I quickly ran into roadblocks and discovered a much more powerful alternative to Excel that hopefully will help you too! Large companies like GE, Cisco, Morgan Stanley, and Levi's pay for their employees to use this powerful alternative to Excel. Surprisingly, this same tool is full-featured and 100% free for individual users like you!
The best way to reveal this little-known secret is to walk you through my data analytics project so you can determine whether you've had similar challenges and objectives and whether this solution can work for you too. Here's what you need to know:
Data Analytics Project Background
Data Analytics Project Approach
Excel Alternative Revealed
Data Analytics Project Background
I was frustrated that the Garmin smartwatches I’ve been wearing for ten years could only give me charts on individual metrics. It only shows me, for instance, how my weight, step count, sleep, stress, or resting heart rate changes over time.
While this has helped me, I wanted something more useful. I wanted to learn how all the metrics from my devices were related, if at all. If so, I would like to identify which metrics I could change to improve other metrics tied to my goals, like reducing stress and improving sleep quality.
To get started, I needed data. I asked Garmin for my data, and they sent me a folder of 246MB with no less than 1117 files in JSON format. If you're unfamiliar with JSON, it's simply a text file with data stored in 'keys' and 'values' vs. a spreadsheet with rows and columns. This is what two nights of sleep data from a Garmin JSON file looks like when you open it up in a text editor:
As is, this isn’t very useful. The parts left of the colon (keys) appear the same each day, while the pieces on the right side (values) seem to change daily. This data would be easier to work with if each key was a column in a familiar spreadsheet and the corresponding value was in a row under this column.
If I could reshape this data into multiple columns with one row per day, I could add additional columns with metrics from the other files, like the number of daily steps corresponding to each day.
If I could do this, I might get closer to understanding how all these different factors relate to each other daily and what I can do tomorrow to change any of them to improve the aspects tied to my goals, like lower stress for better heart health.
I also requested and downloaded my Google location data because I thought it might be possible that travel impacted my health stats. Google provided me with over 2GB of location data in JSON files.
Data Analytics Project Approach
For my project, I needed analytics software that made it easy to:
Load Data — Load and convert JSON data into rows and columns
Prepare Data — Prepare data so that each date has precisely one unique row, regardless of how many measurements of the same kind my devices took that day. For instance, if I took multiple body weight measurements one day, I would need to combine those into one by taking an average, or perhaps the first measurement of the day
Join Data — Combine all data sets into one table with rows and columns
Load Data
Excel is excellent for working with Excel or CSV files.
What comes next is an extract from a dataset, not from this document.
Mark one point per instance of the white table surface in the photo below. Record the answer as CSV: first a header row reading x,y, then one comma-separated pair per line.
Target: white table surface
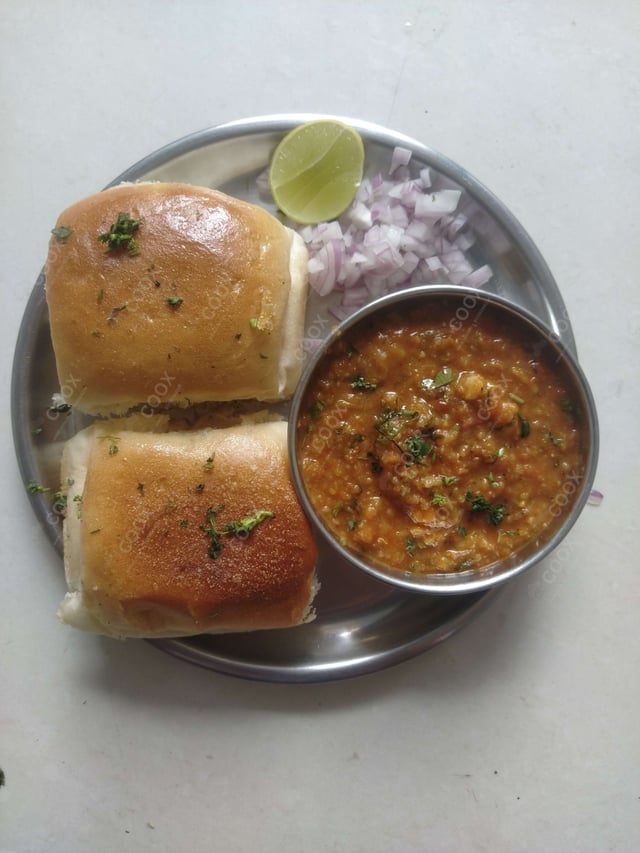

But what if you want to work with data in a different format, like JSON? I tried to load my JSON files in Excel. Here's what that looked like:
Excel prompted me to answer a bunch of questions when I tried to open the file. I still struggled and failed to open it and convert the data into rows and columns. I needed an alternative to excel.
I thought about dusting off my coding skills to write a program in Python to read each line of the file and send each piece of data into an appropriate cell in a spreadsheet. While that approach would undoubtedly do the job, it seemed like too much work.
I looked to the world of business analytics tools for a modern excel alternative to make my life easier. I wanted analytics software I could download and use for free. I also wanted visual tools to help me work faster than writing code. I found two analytics tools that met these requirements. I downloaded and installed them both. I promise I'll share these with you soon!
One of them was more intuitive and easy to use, so I chose it for the rest of my project. Once I installed and launched the software, it prompted me to create a new project. Then it nudged me to upload my first data set.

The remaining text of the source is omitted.